While Ford has yet to officially announce drivers for its new factory Ford GT program, Scott Pruett is likely to be among those in pole position for a highly sought-after seat in the Blue Oval’s return to the 24 Hours of Le Mans next year.
The Chip Ganassi Racing driver, a former class winner at Le Mans, was on hand for the program’s official launch at Le Mans earlier this month and has already played a role in the early on-track development of the 2016 GTE-spec machine.
“Any driver would absolutely want to be a part of this,” Pruett told Sportscar365. “When you look at the history that Ford has with the GT40 at Le Mans, everything they’ve achieved, everything they’ve done…
“They waited for the right moment to have all the right pieces in place to make their return.”

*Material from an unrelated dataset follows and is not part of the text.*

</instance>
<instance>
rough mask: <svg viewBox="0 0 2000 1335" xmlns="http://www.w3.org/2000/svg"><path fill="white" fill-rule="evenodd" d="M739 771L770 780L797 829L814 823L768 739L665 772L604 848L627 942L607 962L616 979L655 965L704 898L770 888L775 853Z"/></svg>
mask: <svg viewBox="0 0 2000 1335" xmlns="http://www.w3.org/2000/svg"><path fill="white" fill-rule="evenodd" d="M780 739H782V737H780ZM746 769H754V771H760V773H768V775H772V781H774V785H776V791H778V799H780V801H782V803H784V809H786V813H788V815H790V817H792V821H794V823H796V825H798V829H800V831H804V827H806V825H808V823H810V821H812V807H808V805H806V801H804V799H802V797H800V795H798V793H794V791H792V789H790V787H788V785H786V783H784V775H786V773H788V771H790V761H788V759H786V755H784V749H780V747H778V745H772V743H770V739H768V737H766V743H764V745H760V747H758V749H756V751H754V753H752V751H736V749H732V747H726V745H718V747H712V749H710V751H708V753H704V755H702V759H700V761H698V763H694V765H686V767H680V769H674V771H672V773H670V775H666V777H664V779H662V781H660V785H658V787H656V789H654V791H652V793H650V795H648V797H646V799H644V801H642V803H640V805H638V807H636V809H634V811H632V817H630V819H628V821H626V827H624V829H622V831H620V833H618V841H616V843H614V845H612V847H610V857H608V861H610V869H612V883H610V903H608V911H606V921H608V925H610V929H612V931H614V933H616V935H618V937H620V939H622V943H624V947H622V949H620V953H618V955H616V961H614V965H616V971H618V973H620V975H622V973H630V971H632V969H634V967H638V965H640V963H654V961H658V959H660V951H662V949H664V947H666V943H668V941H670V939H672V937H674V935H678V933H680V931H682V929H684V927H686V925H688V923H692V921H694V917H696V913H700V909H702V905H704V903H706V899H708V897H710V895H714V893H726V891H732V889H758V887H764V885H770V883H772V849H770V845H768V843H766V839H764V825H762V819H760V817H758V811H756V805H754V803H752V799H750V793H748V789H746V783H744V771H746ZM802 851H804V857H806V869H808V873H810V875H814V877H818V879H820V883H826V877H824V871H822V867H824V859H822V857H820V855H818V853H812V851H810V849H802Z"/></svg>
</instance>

Pruett is the only driver who’s been part of the development of Ford’s EcoBoost engine in the TUDOR United SportsCar Championship since the start, which has gone on to win both the Rolex 24 at Daytona and Twelve hours of Sebring in Ganassi’s Riley DP.
The same 3.5-liter twin-turbo V6 powerplant will be used in both the production and race versions of the new-for-2016 Ford GT.
“Now the whole story comes out,” Pruett said. “A big component has been the fact that we’ve been running the exact same engine that we’ll be racing in the Ford GT.
“We’re continually making upgrades on a number of different levels every race. It’s won the Rolex 24 and Sebring within a 12-month period. It says a lot about the fact that we’re starting with a proven engine that we know is going to go the distance.
“As a lot of cars, as we know, if you don’t have as many pieces worked out as you can, it can be a challenge. One of the biggest components of the Ford EcoBoost. We can now drop in a known quantity and start getting to know more about the car.”
The car has already begun on track testing, although Pruett, who was at Ford’s official unveiling in Le Mans, has stressed that it’s still early days.
While he wouldn’t divulge details of the testing program, Pruett praised the sound of the EcoBoost engine, which has a distinctively different note to it than in the current DP.
“We’ve been doing a lot of preliminary work,” he said. “Obviously with this announcement, you’ve got to be so careful because we wanted to have that ‘Aha’ moment when we unveiled it and not have everyone see it online already.
“From this point forward, it’s pretty aggressive.”
Ford is the first GTE manufacturer to unveil its car built to the new 2016 regulations, which calls for an increase in performance and additional safety measures.
All new cars will be required to take part in the FIA’s Balance of Performance Test in Ladoux, France on Sept. 15, meaning other models, including the new Ferrari 488, will likely surface in the coming months as well.
“It’s all a moving target because the regulations are changing for 2016, so you have to perceive what that’s going to look like,” Pruett said. “You’re not designing a car that to compete with the cars currently; you’re designing a car into the future.
“Ferrari is talking about coming with a new car. And when you look at the heritage of Ferrari, and I use that because of that epic battle in the ’60s, that’s what people really remember on the GT side.
“Doing what we’re going to do next year, it’s the 50th anniversary of all that. It’s not going to be easy but it will be a fierce battle as it was in the 60s.
“This is historic times and exciting times, for what it means for today and what it means for the future.”